Products are pairing and blending, as intranet developers determine the essentials for the well-run Web server. Folio Corp. (folio.com) recently released Folio siteDirector, its Web server that pairs with the Folio data manager to collect and display information in HTML format. The update is being followed by a new version of the Folio infobase builder.

Folio siteDirector 3.0 is the newest version of the product originally called Infobase Web Server. However, siteDirector provides Web management functions and tighter integration with the infobases generated by the Folio flagship product than a standard Web server.

Folio 4.0, the newest update to the infobase builder, is scheduled to ship by year-end. It adds support for ActiveX controls and builds in management options to set access and keep usage records, as needed for intranet or Internet access, says Jay Fiore, Folio's corporate marketing director.

Folio builds infobases by indexing and sorting documents and data files, which can be retrieved by free-form queries. Used with siteDirector, infobase queries can be executed via a browser. Folio siteDirector translates infobases to HTML as needed. It uses Microsoft's Internet Server API and CGI.

Folio siteDirector includes editing tools for Web pages, and supports HTML 3 and HTML extensions such as enhanced graphics and frames, as well as Java scripts.
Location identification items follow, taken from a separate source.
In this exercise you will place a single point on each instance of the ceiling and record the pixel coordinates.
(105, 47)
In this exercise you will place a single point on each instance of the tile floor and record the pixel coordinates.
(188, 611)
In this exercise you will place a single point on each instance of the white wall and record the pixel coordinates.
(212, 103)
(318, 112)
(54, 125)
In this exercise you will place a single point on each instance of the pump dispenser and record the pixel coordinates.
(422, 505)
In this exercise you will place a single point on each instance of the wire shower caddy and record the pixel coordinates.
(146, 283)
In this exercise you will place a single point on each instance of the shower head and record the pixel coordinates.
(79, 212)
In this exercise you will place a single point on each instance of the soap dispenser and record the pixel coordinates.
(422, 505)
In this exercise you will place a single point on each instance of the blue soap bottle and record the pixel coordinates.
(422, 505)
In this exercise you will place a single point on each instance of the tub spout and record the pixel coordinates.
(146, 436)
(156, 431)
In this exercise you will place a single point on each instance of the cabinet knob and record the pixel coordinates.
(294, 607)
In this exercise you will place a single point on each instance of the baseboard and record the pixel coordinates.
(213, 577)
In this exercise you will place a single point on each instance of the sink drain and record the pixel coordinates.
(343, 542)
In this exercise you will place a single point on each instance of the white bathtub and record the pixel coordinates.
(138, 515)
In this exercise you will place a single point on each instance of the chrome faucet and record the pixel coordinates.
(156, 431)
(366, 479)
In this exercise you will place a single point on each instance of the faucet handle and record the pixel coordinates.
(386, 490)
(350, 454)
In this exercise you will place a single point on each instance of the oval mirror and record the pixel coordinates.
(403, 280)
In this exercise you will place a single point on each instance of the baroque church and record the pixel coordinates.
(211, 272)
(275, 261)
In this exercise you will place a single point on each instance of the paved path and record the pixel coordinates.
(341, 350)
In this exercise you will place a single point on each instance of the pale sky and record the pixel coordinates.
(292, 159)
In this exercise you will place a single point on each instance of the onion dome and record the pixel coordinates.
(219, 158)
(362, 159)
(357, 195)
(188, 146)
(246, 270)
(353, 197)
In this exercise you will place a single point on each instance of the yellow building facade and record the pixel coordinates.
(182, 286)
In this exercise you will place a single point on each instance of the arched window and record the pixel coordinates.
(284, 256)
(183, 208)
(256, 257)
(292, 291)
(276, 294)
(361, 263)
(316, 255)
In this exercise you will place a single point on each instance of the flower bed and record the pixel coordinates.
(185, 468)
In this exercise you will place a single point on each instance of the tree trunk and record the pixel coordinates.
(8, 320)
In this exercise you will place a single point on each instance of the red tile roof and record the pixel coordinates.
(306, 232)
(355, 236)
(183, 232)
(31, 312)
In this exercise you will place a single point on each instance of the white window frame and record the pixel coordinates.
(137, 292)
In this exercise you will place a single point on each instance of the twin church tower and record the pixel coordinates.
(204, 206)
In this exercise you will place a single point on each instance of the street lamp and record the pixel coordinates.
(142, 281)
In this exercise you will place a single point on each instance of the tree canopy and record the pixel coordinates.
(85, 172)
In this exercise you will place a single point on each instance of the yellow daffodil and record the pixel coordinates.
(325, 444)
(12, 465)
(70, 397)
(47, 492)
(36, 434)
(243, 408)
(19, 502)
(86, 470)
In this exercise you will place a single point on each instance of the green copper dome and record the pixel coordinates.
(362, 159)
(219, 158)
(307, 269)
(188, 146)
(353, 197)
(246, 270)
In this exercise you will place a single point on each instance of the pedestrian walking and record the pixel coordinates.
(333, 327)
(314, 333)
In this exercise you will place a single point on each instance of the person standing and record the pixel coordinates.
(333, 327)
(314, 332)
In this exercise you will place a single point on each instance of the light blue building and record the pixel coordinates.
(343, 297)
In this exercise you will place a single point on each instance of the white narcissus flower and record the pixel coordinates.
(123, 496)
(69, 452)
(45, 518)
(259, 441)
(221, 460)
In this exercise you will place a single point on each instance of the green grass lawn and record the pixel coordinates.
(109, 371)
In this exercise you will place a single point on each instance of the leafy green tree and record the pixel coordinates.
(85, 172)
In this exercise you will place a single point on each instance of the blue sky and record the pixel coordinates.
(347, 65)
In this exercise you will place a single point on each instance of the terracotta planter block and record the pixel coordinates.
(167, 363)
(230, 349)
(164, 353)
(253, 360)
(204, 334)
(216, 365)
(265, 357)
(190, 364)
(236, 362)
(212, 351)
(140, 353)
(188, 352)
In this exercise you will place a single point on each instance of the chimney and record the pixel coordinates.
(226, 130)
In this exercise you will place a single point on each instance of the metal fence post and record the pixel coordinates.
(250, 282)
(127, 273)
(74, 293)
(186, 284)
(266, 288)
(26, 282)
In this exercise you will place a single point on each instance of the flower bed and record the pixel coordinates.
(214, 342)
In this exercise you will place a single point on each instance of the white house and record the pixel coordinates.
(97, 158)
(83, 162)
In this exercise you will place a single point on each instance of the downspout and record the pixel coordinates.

It also generates a dynamic table of contents for a Web site and can map file locations.

Prices for Folio 4 vary with the license configuration, but start at $295 for a single-user client license and $1,995 for the infobase builder component. Folio siteDirector 3.0 is priced at $9,995.

Also in the world of search tools, Inference Corp. (inference.com) has updated CasePoint WebServer, which can browse and search databases created and indexed by Inference's content manager. It also now integrates with standard firewalls for secure access over the Internet.

CasePoint WebServer has a point-and-click interface for making queries and managing data resources. It uses case-based technology to offer free-form searches that consider context and ref erences for nested searches. It has been deployed in help desk, customer support and sales information applications, the company says.

Inference and Trusted Information Systems, Inc. (tis.com) have shared technology, so CasePoint WebServer can integrate with the TIS Gauntlet family of firewall software, which supports cryptology and security.

The product is available in versions for OS/2, Sun Solaris and Windows NT Pricing is $3,500 per concurrent user or connection, to a maximum of $100,000 per server for unlimited access.

Web server developer O'Reilly & Associates, Inc. (statisphere.ora.com) is now shipping Statisphere, a Web traffic cop that tracks, graphs, and reports on server activity.

The analysis tool runs on Windows NT or Windows 95 and can analyze log files from most Web servers, including Macintosh and Unix systems. Statisphere generates real-time graphs and updates system statistics every minute.

The program can track the number of users that visit a site by day, week or month; determine the most frequently visited sections; identify links to referring sites; and measure traffic during peak periods. It can simultaneously monitor up to 16 servers, and generate logs for each. Statisphere is priced at $399.